Although I have known Susan and Albie for 20 years, I learned much more about the Windcall Program from Susan’s book than either of them ever told me. Windcall alumni are community activists and organizers who work in low-income, usually urban communities and, prior to their mini-sabbatical at Windcall, rarely took time for themselves, much less vacations. As a direct result of their intense work, they suffered debilitating burnout and came to Windcall for a two-week respite. As Susan explains in her own words and those of the residents, they regained their equilibrium through experiences as varied as horseback riding, throwing clay pots, hiking, and writing poetry.

For the first time in their lives, these community nurturers were nurtured – by their hosts, by nature, and by each other. When they returned to work, they took their Windcall experience with them. As one Windcall alum told me, the program is transformative because Residents extend the lesson they have learned to their organizations, colleagues, friends, and families.

Burnout is a serious threat to leadership in the nonprofit sector. A survey conducted by the Young Nonprofit Professionals Network found nearly half of respondents intend to leave the nonprofit sector (some forever) and of those, 90 percent cited burnout “as a likely reason for leaving” followed closely by low salary, lack of career advancement, and job related stress. Stepping Up or Stepping Out: A Report on the Readiness of Next Generation Nonprofit Leaders is available from YNPN as a PDF file.
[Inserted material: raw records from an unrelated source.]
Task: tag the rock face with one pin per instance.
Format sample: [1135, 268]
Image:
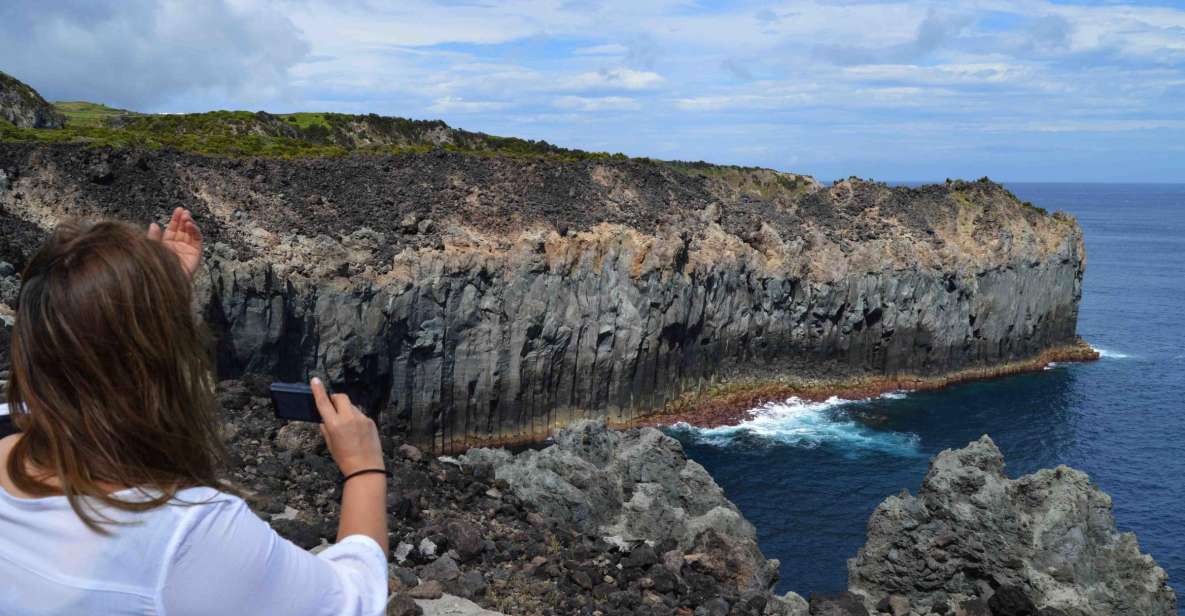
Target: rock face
[478, 300]
[638, 488]
[21, 106]
[461, 528]
[1044, 541]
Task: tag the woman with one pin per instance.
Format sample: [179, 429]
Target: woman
[110, 499]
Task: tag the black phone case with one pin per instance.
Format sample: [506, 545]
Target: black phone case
[294, 402]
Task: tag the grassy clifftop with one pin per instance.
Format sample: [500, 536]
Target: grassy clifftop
[244, 134]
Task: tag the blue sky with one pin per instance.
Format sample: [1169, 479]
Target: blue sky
[891, 90]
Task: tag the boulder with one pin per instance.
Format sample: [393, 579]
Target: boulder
[636, 487]
[24, 108]
[1045, 540]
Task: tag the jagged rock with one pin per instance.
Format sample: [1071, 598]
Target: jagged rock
[299, 436]
[1011, 601]
[410, 453]
[466, 539]
[838, 604]
[21, 106]
[636, 486]
[405, 577]
[469, 585]
[973, 608]
[443, 569]
[429, 589]
[789, 604]
[403, 605]
[450, 605]
[1044, 540]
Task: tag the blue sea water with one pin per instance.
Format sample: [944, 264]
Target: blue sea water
[809, 474]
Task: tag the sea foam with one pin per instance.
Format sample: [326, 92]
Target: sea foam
[807, 424]
[1112, 354]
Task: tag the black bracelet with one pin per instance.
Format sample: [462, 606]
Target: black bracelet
[365, 470]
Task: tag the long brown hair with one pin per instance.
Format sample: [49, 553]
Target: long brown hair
[111, 379]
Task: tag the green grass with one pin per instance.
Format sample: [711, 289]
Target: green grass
[244, 134]
[82, 114]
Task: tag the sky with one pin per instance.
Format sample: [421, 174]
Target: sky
[896, 90]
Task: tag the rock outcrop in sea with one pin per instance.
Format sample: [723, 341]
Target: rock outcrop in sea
[975, 541]
[24, 107]
[623, 524]
[613, 521]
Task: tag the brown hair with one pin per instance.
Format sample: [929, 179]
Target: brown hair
[111, 377]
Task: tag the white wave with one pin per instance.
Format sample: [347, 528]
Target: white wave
[806, 424]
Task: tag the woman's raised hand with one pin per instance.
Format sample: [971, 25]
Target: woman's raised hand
[183, 237]
[352, 436]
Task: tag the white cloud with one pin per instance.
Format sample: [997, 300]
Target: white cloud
[614, 79]
[612, 49]
[596, 103]
[454, 104]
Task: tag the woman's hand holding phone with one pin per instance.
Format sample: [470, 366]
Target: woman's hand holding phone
[353, 442]
[352, 436]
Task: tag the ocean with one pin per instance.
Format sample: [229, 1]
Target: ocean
[809, 474]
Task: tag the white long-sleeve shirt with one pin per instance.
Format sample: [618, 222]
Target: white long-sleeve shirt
[213, 557]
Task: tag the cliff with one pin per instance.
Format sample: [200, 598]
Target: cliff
[24, 108]
[482, 299]
[623, 523]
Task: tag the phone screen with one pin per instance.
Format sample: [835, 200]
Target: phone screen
[294, 402]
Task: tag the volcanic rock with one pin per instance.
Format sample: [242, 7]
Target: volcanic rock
[24, 108]
[1045, 540]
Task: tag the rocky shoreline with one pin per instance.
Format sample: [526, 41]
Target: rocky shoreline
[480, 300]
[621, 523]
[736, 400]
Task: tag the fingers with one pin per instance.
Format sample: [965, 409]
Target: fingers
[321, 398]
[343, 404]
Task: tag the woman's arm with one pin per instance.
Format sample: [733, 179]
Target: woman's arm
[353, 441]
[183, 237]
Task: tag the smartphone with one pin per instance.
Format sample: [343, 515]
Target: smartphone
[294, 402]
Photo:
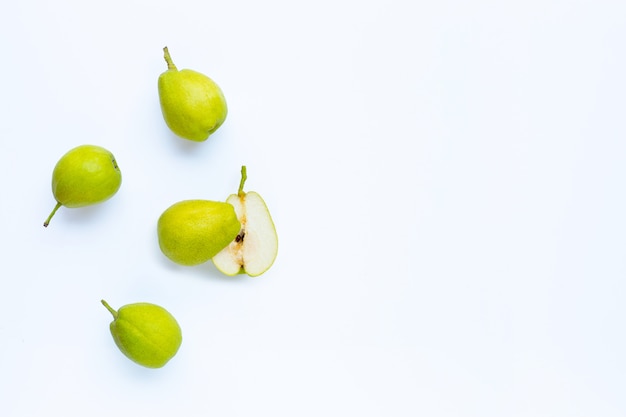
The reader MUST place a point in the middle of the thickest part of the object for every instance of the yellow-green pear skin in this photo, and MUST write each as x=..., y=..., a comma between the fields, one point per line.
x=146, y=333
x=255, y=248
x=193, y=105
x=191, y=232
x=85, y=175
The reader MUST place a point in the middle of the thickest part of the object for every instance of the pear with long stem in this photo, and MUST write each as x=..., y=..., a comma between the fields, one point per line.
x=192, y=104
x=145, y=333
x=84, y=176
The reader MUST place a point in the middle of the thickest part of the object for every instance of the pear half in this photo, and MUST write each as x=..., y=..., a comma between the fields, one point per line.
x=255, y=248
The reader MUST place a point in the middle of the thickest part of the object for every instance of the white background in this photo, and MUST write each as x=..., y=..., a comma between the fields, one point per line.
x=447, y=180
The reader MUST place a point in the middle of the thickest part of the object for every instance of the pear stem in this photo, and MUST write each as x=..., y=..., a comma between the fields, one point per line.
x=104, y=303
x=168, y=59
x=47, y=222
x=244, y=177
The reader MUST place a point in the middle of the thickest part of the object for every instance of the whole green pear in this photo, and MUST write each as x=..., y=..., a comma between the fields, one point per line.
x=191, y=232
x=85, y=175
x=192, y=104
x=146, y=333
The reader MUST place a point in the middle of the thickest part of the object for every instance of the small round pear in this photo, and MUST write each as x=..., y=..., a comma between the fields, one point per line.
x=193, y=105
x=85, y=175
x=146, y=333
x=191, y=232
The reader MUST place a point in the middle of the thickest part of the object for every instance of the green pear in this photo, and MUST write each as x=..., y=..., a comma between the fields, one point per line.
x=256, y=246
x=85, y=175
x=146, y=333
x=192, y=104
x=191, y=232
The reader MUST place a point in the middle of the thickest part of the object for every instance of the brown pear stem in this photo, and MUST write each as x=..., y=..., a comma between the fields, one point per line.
x=47, y=222
x=168, y=59
x=244, y=177
x=104, y=303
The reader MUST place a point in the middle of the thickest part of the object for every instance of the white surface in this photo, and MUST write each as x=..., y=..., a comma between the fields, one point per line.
x=447, y=180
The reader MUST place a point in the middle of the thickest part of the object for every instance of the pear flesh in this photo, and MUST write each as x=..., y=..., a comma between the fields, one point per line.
x=191, y=232
x=256, y=246
x=145, y=333
x=192, y=104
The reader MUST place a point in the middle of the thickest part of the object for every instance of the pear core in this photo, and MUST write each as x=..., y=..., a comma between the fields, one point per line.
x=255, y=247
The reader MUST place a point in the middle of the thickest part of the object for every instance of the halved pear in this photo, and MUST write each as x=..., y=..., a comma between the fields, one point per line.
x=255, y=248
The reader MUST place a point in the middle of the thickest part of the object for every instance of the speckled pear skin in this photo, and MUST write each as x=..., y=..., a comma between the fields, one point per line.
x=145, y=333
x=192, y=104
x=191, y=232
x=85, y=175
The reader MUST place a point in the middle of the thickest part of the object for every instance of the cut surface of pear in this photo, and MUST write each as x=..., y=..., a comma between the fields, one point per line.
x=256, y=246
x=192, y=104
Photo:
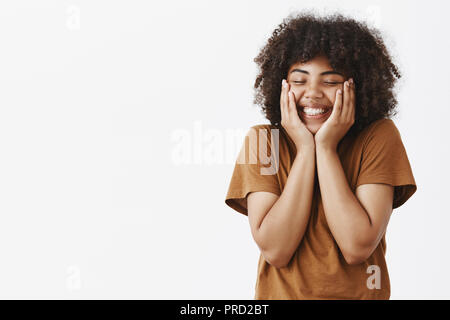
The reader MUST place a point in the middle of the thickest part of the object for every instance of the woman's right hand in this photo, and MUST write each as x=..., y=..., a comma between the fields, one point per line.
x=290, y=120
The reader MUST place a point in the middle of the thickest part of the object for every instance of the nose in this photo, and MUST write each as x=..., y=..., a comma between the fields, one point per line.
x=312, y=92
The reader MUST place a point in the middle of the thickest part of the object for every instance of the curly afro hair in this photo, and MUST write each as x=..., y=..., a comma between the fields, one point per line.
x=352, y=48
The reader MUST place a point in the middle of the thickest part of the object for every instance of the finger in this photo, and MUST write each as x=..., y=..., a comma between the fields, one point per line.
x=353, y=100
x=337, y=108
x=346, y=102
x=292, y=106
x=286, y=100
x=282, y=103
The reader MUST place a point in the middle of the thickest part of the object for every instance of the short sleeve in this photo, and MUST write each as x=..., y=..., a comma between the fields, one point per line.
x=384, y=160
x=256, y=168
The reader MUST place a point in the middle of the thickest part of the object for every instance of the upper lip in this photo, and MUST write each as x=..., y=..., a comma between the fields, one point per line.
x=314, y=105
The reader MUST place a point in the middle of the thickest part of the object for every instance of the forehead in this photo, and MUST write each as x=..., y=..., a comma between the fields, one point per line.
x=316, y=65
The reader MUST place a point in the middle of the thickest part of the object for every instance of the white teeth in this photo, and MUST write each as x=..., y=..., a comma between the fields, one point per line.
x=313, y=111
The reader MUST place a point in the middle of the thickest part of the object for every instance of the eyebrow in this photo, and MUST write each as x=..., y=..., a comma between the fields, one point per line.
x=322, y=74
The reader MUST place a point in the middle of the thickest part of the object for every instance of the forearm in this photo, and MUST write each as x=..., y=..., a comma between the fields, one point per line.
x=347, y=219
x=284, y=225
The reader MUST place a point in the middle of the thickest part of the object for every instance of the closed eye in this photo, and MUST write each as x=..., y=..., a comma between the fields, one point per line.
x=329, y=83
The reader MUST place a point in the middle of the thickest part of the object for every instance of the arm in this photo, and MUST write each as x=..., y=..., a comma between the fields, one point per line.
x=357, y=223
x=278, y=225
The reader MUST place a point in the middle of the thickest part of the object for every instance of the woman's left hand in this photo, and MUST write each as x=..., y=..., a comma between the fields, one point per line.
x=341, y=119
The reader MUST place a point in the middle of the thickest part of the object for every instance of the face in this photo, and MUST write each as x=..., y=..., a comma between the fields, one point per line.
x=314, y=84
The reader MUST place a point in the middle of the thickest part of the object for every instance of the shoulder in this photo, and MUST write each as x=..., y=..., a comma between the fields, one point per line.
x=381, y=129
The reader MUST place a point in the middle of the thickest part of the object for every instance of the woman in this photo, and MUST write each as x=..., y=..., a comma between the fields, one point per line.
x=319, y=206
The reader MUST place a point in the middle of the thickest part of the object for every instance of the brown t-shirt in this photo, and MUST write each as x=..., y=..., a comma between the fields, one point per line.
x=317, y=269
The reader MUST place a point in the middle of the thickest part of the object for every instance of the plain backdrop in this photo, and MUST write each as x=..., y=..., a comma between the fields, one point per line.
x=120, y=122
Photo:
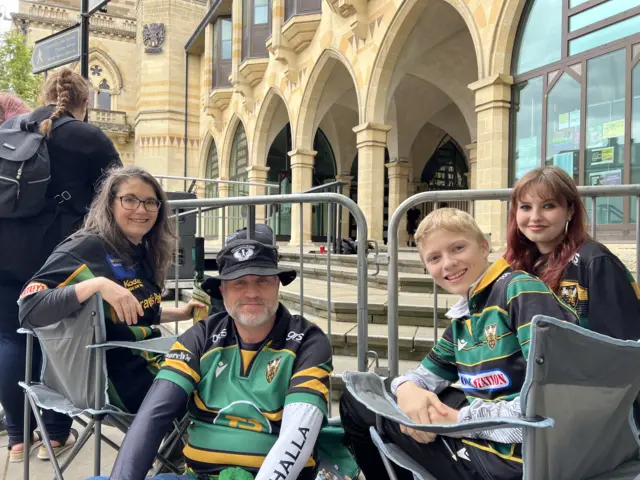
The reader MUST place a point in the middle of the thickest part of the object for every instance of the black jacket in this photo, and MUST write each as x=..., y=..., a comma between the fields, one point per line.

The nonprofit sector, like society as a whole, has embraced a work ethic based on “productivity and efficiency” which, in Susan’s words, “are antithetical to the very essence of social justice work.” She calls on funding institutions to take a longer view, beyond project performance, and “affirm the important relationship between healthy individuals, healthy organizations, and high-quality, enduring progress."